Montaigne (Michel Eyquem de) (suite)

« Oh ! que c’est un doulx et mol chevet, et sain, que l’ignorance et l’incuriosité, à reposer une teste bienfaicte » (III, xiii)

Malgré tous ses efforts, les grandes attitudes conviennent mal au tempérament foncier de Montaigne. Comme il se sent « par tout flotter et fléchir de foiblesse » (II, xvii), son esprit adopte une démarche prudente. Montaigne fait du scepticisme sa défense habituelle. Il croit en l’amitié, comme dernier point de la perfection. Quant à l’amour, il n’en parle guère, sinon pour constater que ce « n’est aultre chose que la soif de jouissance » (III, v). Et à ceux trop tentés de s’enorgueillir de leur connaissance, de leur savoir, de leur sagesse, il répond : « C’est à Dieu seul de se cognoistre, et interpréter ses ouvrages » (II, xii), ajoutant : « Ce que je ne crois pas : [...] que la science est mère de toute vertu » (ibid.). Et la raison ? « La raison humaine est un glaive double et dangereux » (II, xvii). Quant aux philosophes, « leurs opinions et façons les rendant ridicules » (I, xxiv), il voit peu de matière à les « excuser ». Pas davantage les médecins, exécutés avec une anecdote : « On demandait à un Lacedemonien, qui l’avait fait vivre si sain si longtemps : ‘L’ignorance de la médecine’, respondict-il. » D’ailleurs, quand il écrit son « Apologie de Raimond Sebond », en 1576, cette même année Montaigne fait frapper une médaille avec son âge, la devise de Sextus Empiricus : « Je m’abstiens ».

« Il n’est rien si beau et légitime que de faire bien l’homme et deuement ; ny science si ardue que de bien et naturellement sçavoir vivre cette vie » (III, xiii).

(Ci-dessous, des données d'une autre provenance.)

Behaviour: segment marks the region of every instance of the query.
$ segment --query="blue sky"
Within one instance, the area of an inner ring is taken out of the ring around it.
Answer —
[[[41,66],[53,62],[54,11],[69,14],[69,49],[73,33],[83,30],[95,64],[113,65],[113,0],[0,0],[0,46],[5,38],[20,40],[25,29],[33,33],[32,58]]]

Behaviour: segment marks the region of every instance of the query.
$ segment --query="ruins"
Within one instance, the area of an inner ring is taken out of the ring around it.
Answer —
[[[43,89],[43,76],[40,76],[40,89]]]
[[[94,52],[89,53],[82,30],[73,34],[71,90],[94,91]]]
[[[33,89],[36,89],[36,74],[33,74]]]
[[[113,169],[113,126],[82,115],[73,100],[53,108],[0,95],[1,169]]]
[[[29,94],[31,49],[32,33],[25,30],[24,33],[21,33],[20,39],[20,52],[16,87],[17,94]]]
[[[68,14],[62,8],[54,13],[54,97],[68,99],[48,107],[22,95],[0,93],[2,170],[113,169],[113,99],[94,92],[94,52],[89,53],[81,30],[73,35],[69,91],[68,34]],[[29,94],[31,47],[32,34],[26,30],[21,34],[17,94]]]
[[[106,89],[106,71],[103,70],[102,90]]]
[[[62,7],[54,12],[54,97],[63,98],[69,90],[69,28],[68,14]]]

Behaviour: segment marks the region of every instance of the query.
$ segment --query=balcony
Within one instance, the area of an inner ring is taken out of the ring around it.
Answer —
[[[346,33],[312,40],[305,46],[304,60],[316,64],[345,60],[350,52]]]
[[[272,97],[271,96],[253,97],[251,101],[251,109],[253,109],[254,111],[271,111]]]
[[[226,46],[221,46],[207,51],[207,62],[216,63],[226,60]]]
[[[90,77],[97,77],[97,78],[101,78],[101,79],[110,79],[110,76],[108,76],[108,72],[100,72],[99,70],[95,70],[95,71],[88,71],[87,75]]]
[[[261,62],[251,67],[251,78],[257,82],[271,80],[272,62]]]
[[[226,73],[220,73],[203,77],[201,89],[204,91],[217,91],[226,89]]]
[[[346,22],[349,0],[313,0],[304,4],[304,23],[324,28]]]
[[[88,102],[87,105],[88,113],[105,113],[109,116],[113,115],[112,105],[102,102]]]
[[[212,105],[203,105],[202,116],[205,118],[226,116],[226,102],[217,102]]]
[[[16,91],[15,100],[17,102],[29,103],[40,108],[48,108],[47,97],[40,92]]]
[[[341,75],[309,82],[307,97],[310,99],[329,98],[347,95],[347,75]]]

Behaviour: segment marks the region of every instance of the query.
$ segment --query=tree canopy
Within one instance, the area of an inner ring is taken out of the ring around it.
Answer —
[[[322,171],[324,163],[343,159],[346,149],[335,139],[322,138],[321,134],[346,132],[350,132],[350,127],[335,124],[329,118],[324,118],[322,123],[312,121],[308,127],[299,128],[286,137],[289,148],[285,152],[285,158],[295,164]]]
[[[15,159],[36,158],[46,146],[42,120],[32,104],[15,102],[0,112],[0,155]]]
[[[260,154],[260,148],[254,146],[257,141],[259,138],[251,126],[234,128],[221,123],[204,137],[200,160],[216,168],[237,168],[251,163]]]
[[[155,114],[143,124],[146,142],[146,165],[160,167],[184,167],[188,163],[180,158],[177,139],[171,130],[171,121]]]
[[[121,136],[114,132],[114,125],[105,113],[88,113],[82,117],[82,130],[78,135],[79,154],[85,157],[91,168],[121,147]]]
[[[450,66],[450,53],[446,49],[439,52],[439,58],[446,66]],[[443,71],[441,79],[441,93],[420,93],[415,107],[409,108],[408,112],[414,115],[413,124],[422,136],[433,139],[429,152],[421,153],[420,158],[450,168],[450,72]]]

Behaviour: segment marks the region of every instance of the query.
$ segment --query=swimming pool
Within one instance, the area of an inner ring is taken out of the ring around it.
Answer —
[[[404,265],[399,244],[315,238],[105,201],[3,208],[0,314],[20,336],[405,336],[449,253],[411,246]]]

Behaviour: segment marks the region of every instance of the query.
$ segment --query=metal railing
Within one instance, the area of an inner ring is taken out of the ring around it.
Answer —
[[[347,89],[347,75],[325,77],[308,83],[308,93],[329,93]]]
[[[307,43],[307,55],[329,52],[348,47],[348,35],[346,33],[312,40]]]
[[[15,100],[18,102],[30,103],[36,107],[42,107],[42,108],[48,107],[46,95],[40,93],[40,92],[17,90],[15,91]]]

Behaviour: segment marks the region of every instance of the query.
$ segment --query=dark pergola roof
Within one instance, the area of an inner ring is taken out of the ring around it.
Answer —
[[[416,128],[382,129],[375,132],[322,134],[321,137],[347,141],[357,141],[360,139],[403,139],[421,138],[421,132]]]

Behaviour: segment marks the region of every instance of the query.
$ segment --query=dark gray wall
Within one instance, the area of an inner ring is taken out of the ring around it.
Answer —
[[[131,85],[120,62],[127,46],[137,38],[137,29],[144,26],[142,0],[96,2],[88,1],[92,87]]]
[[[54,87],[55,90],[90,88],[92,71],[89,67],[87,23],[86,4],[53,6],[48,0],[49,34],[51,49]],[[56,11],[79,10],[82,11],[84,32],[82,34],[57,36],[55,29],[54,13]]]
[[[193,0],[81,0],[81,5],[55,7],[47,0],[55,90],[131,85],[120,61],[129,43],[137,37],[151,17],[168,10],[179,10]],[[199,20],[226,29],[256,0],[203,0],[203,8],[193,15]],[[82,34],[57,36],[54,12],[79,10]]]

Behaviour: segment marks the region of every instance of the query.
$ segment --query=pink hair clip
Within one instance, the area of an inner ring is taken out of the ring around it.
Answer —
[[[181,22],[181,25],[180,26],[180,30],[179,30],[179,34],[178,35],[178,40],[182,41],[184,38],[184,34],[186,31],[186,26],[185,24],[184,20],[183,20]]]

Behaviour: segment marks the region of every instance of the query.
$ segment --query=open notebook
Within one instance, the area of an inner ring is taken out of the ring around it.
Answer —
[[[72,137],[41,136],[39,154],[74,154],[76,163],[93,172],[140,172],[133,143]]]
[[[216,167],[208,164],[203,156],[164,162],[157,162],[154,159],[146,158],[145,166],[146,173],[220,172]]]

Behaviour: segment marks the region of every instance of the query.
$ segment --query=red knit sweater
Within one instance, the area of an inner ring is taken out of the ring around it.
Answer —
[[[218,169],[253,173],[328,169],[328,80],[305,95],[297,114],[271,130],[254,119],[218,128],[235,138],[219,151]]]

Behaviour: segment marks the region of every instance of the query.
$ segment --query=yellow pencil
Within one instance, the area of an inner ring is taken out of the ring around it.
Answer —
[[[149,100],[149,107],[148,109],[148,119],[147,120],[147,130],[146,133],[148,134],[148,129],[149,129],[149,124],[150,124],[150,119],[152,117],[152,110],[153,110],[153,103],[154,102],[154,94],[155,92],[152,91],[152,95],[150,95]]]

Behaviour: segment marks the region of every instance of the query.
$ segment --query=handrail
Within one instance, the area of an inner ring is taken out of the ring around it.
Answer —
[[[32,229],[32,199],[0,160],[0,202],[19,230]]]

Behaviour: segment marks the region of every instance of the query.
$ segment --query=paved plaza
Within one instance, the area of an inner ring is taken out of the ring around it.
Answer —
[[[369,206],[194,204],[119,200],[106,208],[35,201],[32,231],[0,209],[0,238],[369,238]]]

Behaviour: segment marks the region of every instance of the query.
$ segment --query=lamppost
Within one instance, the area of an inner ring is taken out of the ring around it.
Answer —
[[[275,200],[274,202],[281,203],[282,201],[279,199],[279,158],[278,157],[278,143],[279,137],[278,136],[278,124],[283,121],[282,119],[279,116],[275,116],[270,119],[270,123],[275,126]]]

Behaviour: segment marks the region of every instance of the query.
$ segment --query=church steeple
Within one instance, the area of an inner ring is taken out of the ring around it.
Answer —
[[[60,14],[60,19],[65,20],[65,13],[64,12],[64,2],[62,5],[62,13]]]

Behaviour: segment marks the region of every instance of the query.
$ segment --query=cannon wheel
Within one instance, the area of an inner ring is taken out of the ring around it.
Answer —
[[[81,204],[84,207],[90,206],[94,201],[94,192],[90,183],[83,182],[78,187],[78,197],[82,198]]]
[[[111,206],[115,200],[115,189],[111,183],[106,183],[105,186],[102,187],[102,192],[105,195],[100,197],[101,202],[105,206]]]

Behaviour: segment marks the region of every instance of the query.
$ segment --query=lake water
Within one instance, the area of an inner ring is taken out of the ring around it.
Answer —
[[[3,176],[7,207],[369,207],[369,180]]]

Aux stoïciens, Montaigne rappelle d’abord que vouloir « se mettre hors d’eulx et eschapper à l’homme, c’est folie : au lieu de se transformer en anges, ils se transforment en bestes » (ibid.). Certes, il ne faut pas laisser « friponner » l’âme par les sens, mais sa noblesse ne s’en évalue pas pour autant dans le sublime : « Sa grandeur ne s’exerce pas en la grandeur, c’est en la médiocrité » (III, ii). L’homme doit savoir souffrir. Pareillement, il doit savoir jouir. Et pareillement, sans excès : « J’ordonne à mon âme de regarder et la douleur et la volupté, de veue pareillement réglée » (III, xiii). Cet épicurisme personnel, Montaigne nous en donne la recette quand il écrit : « Je passe le temps quand il est mauvais et incommode ; quand il est bon, je ne le veulx pas passer, je le retaste, je m’y tiens » (ibid.). Et l’on s’aperçoit qu’il ne manque pas d’une certaine recherche du raffinement. Jusque dans le sommeil, ayant, dit-il, « aultrefois trouvé bon qu’on me le troublast, afin que je l’entreveisse » (ibid.). Aimant la vie dans tout ce qu’elle peut lui offrir, Montaigne se « compose pourtant à la perdre sans regret » (ibid.). Une fois encore et comme dans tout ce qui touche à l’humaine réalité, il s’en remet à la sagesse naturelle, affirmant : « J’accepte de bon cœur et recognossoint, ce que nature a faict pour moy » (ibid.), et, une fois encore, ici comme en matière de philosophie, les opinions qu’il retient pour règle d’existence « sont les plus solides, c’est-à-dire les plus humaines et nostres » (ibid.).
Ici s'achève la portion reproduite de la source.